The Israeli government has no interest in any deal that will bring peace and justice to Palestinians
In the eight years US President Barack Obama has occupied the White House, there has been little appetite in his administration to bring about a lasting and just resolution to the long-standing question of Palestine. While Secretary of State John Kerry did initially try to get things moving early in Obama’s second term, the reality of Israel’s sheer intransigence on its illegal occupation of Palestine and the subjugation of its people meant that that effort failed a litmus test when it came to veracity. Besides, the Obama administration was more focused on reaching a deal to end international sanctions on Iran over its nuclear programme, and pre-occupations with Iraq, Syria and the rise of Daesh (the self-proclaimed Islamic State of Iraq and the Levant), as well as a deterioration in relations with Russia over Ukraine, put paid to any serious attempts to negotiate a lasting peace on Palestine. That US initiative died an inevitable death in April, 2014.
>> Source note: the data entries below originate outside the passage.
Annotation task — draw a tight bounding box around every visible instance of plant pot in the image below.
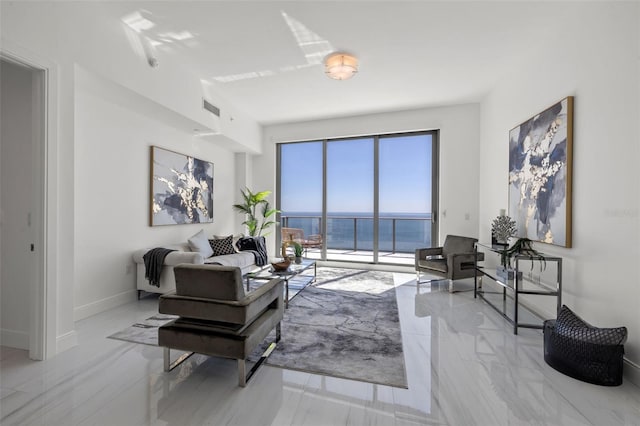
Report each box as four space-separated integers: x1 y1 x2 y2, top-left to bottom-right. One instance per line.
496 266 523 282
294 256 302 264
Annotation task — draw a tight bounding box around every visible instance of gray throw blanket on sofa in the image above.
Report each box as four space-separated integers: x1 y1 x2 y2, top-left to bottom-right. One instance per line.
236 236 268 266
143 247 176 287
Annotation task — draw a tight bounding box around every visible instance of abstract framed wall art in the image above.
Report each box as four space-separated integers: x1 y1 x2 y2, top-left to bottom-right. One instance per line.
150 146 214 226
508 96 573 247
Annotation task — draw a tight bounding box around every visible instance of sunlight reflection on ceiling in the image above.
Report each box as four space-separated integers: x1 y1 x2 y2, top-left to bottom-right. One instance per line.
121 9 198 67
122 10 155 32
281 11 333 66
211 11 334 84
Israeli Prime Minister Benjamin Netanyahu gave little consideration to any peace deal with the Palestinians, and he launched two separate murderous full-scale military invasions on the Gaza Strip in 2012 and 2014 — attacks that killed more than 2,500 Palestinians — without fear of international condemnation or consequence. And with the US and its western allies occupied elsewhere, Netanyahu has used the void to propagate Israel’s colonisation process in occupied east Jerusalem and the West Bank.
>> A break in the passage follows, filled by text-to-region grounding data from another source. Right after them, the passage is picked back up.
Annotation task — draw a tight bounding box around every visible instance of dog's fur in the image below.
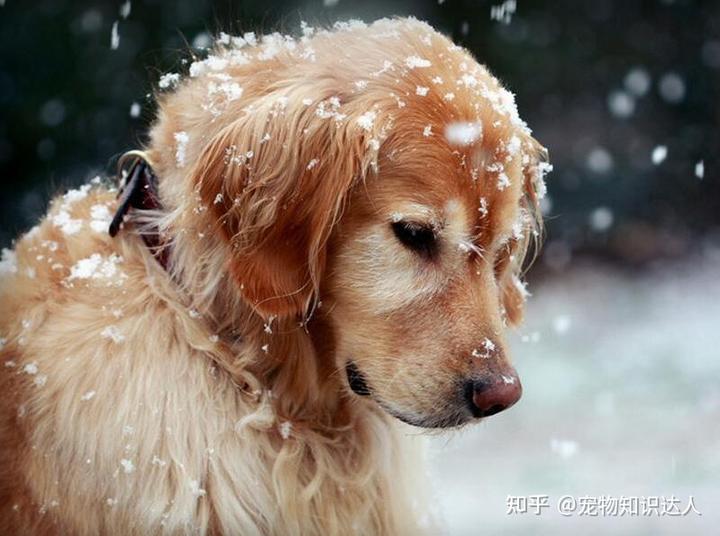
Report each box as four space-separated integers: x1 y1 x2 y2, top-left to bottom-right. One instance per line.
0 18 548 535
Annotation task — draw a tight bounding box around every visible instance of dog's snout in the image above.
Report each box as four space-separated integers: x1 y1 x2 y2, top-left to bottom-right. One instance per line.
464 374 522 418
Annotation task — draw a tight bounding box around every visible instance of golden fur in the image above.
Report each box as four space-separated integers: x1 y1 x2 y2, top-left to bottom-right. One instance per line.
0 18 548 535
On Monday, with the world now focused on the outcome of the election to find Obama’s successor, Netanyahu has once more used the moment to reiterate his firm opposition to a French plan to hold an international conference before the end of the year to restart long-stalled peace efforts with the Palestinians.
The Netanyahu government says it wants only direct talks with the Palestinian National Authority without the involvement of France — or anyone else, in what it wrongly believes is an internal matter. The reality is that such a scenario can never be legitimate nor acceptable to the international community: The history of the Israeli government has been one of acts of oppression, imprisonment, coercion, intimidation and state-sponsored violence against the Palestinian people, their heritage, history and religion.
Palestinians now struggle to pray at Al Haram Al Sharif while international agreements to guarantee access are dismissed, or watch a new tram travel through their occupied east Jerusalem neighbourhoods linking new colonies built on foundations that were Palestinian fields. And as long as the Netanyahu government holds sway and has a $36-billion (Dh132.23 billion) cash guarantee from Washington, there’s little prospect of any just peace.